Transmission Electron Microscopy

HCAEC is processed as described above for 48 h in 6-well plates and processed for electron microscopy as follows: (1) The media were removed and the cells were fixed in 2.5% glutaraldehyde for 3–4 h at room temperature. (2) Rinse with 0.1 M phosphate buffer (PH7.4) 3 times for 15 min each time. (3) 1% osmium acid·0.1 M phosphate buffer (PH7.4) is fixed at room temperature (20°C) for 2 h. (4) Rinse with 0.1 M phosphate buffer (PH7.4) 3 times for 15 min each time. Next, Cell samples were dehydrated, infiltrated and embedded. The details are as follows: (1) Dehydration: 50–70–80–90–95–100–100% alcohol dehydration, 15 min each time. (2) Infiltration: acetone: 812 embedding agent = 1:1 mixed solution infiltrated overnight. Pure 812 embedding agent penetrated overnight. (3) Embedding: polymerize at 60°C for 48 h. Ultrathin sections (70–80 nm thick) were prepared and stained with uranium acetate and lead citrate. Cells were observed and imaged with a transmission electron microscope (HITACHI, HT7700-SS, Japan).

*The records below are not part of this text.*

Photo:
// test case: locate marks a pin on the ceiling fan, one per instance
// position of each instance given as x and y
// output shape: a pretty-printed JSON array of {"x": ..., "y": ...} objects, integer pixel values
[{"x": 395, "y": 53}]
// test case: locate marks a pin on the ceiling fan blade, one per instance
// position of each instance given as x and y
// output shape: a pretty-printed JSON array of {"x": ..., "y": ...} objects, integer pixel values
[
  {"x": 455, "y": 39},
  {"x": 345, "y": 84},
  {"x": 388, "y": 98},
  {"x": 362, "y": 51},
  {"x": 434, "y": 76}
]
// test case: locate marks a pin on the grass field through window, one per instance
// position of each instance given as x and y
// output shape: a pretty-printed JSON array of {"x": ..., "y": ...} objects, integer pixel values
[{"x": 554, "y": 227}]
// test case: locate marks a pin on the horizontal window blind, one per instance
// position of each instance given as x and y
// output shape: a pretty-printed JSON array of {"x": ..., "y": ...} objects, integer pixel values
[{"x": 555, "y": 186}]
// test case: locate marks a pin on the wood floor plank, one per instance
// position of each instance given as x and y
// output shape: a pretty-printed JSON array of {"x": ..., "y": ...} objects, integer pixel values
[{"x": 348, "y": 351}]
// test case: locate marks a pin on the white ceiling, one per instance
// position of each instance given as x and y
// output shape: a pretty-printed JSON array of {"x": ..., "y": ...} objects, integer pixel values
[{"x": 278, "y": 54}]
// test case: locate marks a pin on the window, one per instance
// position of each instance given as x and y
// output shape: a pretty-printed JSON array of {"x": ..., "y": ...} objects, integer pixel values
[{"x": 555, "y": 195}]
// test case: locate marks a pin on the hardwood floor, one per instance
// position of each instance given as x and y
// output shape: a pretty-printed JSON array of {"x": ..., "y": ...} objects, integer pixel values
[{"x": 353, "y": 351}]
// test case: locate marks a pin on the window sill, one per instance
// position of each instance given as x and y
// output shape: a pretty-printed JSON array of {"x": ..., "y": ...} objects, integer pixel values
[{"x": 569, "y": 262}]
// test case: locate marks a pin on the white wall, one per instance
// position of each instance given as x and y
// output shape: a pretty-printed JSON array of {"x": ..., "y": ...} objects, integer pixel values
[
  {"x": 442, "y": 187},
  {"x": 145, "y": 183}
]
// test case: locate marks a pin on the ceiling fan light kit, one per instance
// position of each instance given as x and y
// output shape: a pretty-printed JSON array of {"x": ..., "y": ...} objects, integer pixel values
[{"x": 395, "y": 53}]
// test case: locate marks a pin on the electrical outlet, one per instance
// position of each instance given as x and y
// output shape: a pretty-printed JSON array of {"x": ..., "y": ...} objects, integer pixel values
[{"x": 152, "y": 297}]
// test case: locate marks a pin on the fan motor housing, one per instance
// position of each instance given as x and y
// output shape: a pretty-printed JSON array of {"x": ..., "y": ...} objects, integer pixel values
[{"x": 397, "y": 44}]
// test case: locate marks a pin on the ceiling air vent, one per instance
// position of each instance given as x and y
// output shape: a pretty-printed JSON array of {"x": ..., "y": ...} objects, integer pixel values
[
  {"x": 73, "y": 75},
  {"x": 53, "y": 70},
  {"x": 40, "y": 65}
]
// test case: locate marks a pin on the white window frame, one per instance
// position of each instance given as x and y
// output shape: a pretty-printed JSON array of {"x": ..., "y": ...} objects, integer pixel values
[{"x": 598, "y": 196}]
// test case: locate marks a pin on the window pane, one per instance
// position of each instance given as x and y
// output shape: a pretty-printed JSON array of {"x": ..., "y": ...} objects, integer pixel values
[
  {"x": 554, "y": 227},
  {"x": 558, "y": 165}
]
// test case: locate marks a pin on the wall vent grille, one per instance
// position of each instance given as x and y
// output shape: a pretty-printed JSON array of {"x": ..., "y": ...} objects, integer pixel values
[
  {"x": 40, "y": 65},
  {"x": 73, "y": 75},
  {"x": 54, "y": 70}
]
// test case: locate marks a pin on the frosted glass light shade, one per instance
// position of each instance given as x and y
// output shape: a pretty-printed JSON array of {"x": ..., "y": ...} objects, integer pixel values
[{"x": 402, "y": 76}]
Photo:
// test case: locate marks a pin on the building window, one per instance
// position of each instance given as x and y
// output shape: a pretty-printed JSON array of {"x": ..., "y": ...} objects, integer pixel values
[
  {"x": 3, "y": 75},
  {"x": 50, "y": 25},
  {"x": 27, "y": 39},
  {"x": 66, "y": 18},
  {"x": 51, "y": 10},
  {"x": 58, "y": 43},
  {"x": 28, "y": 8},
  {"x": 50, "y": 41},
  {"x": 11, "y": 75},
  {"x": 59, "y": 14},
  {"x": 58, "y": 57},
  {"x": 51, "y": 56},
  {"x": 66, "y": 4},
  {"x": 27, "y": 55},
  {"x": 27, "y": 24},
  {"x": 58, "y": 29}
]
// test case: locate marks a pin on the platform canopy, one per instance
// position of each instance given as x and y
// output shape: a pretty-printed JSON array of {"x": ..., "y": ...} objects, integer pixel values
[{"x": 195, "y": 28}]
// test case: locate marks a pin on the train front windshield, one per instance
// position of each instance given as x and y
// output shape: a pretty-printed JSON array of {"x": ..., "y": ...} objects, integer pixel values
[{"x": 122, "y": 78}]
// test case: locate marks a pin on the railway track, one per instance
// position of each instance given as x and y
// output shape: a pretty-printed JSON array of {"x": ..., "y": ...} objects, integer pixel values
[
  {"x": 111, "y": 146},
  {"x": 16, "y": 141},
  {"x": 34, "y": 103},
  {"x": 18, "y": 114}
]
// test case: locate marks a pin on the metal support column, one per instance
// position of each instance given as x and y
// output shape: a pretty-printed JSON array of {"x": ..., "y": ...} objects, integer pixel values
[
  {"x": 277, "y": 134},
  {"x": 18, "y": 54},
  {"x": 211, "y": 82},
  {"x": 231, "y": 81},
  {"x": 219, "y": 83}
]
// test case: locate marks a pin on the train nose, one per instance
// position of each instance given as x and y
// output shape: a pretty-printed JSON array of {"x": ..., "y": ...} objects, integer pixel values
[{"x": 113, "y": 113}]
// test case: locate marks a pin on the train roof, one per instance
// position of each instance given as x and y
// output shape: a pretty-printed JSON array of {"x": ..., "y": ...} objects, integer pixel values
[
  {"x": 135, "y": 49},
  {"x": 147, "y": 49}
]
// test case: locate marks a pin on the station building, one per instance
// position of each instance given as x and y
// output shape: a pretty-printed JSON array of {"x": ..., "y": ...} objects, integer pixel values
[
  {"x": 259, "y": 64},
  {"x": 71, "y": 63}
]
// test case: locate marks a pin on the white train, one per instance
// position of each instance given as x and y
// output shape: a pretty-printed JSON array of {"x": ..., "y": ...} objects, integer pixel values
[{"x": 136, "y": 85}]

Lactate Dehydrogenase (LDH) Release Assay

Supernatant of homogenized cells was used to measure LDH activity using a LDH kit (Built Bioengineering Institute, Nanjing, China) as suggested by the manufacturer. Absorbance of the solution was measured at 450 nm using a microplate reader (Thermo Scientific, MULTISKAN MK3, Beijing, China). And three replicates were performed for each group. Protein concentrations were calculated by standard controls provided in the kit.

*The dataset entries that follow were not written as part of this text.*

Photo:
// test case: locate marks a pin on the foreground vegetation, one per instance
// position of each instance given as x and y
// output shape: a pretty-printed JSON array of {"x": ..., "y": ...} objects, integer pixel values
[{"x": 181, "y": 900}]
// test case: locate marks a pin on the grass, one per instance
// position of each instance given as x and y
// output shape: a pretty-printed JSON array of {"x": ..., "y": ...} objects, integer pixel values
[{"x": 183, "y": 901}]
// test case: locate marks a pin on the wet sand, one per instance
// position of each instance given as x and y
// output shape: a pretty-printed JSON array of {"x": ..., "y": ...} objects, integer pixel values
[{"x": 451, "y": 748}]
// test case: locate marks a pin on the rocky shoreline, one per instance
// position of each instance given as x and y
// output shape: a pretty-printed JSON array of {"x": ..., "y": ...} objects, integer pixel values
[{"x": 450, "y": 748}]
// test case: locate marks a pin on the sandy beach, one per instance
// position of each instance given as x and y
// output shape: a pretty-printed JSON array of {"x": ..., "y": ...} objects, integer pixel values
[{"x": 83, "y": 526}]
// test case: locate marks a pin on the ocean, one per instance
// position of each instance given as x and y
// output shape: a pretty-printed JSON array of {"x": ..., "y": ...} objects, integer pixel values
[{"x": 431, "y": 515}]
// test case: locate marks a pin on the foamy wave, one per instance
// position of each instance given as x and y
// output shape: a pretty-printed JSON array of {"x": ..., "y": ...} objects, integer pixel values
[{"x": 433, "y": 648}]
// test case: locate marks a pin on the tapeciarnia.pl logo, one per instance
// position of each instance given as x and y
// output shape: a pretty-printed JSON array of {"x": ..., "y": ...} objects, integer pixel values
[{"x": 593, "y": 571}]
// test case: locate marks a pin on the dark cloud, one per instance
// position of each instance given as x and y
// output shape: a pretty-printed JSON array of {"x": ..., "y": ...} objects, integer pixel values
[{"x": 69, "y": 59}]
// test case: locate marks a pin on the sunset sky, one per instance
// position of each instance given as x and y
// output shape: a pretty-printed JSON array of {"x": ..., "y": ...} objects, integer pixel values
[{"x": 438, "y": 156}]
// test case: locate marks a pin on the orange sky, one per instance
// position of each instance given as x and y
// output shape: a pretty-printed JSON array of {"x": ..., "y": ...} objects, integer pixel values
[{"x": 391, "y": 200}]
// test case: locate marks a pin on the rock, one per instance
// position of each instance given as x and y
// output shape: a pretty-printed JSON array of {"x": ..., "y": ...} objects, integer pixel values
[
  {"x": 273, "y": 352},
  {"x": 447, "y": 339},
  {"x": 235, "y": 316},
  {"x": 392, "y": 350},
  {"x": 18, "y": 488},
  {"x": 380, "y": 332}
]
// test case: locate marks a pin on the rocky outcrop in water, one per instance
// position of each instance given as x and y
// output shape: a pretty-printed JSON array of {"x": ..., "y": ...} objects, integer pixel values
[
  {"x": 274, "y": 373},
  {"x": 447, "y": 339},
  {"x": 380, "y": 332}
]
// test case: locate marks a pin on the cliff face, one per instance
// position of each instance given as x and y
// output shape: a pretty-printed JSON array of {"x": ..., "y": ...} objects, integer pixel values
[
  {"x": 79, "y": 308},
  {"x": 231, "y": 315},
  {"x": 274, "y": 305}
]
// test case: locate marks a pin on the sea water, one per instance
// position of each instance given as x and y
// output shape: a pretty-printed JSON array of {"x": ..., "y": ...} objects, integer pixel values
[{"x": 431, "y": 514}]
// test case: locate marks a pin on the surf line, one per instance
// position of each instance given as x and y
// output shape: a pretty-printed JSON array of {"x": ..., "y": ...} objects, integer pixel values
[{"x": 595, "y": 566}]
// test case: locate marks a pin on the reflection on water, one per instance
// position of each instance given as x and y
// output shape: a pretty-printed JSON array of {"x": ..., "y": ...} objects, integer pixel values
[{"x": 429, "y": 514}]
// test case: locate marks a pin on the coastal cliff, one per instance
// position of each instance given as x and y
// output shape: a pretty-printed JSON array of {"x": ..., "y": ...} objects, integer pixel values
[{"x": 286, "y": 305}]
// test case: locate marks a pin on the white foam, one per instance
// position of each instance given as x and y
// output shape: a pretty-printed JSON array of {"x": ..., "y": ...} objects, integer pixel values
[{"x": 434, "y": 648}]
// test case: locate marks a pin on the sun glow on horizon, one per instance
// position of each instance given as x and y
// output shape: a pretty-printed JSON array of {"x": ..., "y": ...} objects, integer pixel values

HCAECs Proliferation Assay

A total of 10 μl of Cell Counting Kit-8 (CCK8, Beyotime, Shanghai, China) solution was added to each well of cultured HCAECs, and the cells were incubated for 4 h at 37°C. Absorbance (optical density) was measured at 450 nm and the optical density was used to represent relative cell viability. Each group was represented by three parallel wells and runs were repeated three times for each group.

HCAECs Apoptosis Assay

Apoptosis assay was performed using AnnexinV-APC-7-AAD Apoptosis Detection Kit (Kaikey Biological, Nanjing, China). Briefly, cells were collected after the indicated treatment, washed twice with cold phosphate-buffered saline, and treated with 500 μl binding buffer, 5 μl Annexin V-APC and 5 μl 7-AAD, followed by incubation at room temperature for 15 min in the dark. The number of cells on the machine was 10,000, and the sample was loaded at a low speed. According to the experimental cell conditions, the 7-AAD voltage was around 300, and the APC voltage was around 700. Cells were analyzed by flow cytometry to assess apoptosis (Beckman, CytoFLEX, Shanghai, China). Three runs were repeated for each group.

Statistical Analyses

Distribution differences were examined by χ²-test for categorical variables or two-tailed Student's t-test for normally distributed data. LncRNA expression data were presented as mean ± standard deviation (SD). Univariate and multivariate unconditional logistic regression analyses were conducted to show the associations between environmental factors and risk of CHD. Statistically significant variables in univariate analysis were selected for further multivariate analysis. Statistically significant variables in multivariate analysis have been used as confounding factors in adjustments for the associations between lncRNAs and CHD. All tests were two-sided, and p < 0.05 was considered statistically significant. All statistical analyses were performed using SPSS 25.0 software.

Result

Study Population Demographics and Environmental Correlates

The CHD and non-CHD subjects consisted of 590 subjects each. No significant group differences were observed in age, gender, marital status, or education level (p > 0.05, Table 1), indicating the adequacy of frequency matching. Multivariate analysis revealed that patients in the CHD group were significantly more likely to have a family history of CHD [odds ratio (OR): 1.732; 95% confidence interval (CI): 1.174–2.557], a high-salt diet (OR: 1.543; 95% CI: 1.153–2.066), smoke tobacco (defined as at least 100 cigarettes during their lifetime) (OR: 2.487; 95% CI: 1.883–3.285), work in a light-intensity environment (classified by intensity, duration, and frequency of the participant's physical activity at work) vs. a moderate-intensity environment (OR: 1.573; 95% CI: 1.175–2.104), suffer from self-rated moderate to severe anxiety (OR: 2.802; 95% CI: 1.013–7.749) and have a BMI ≥ 24.0 (OR: 1.511; 95% CI: 1.166–1.985, Supplementary Table 4). Detailed criteria for environmental risk factors of CHD are found in Supplementary Methods.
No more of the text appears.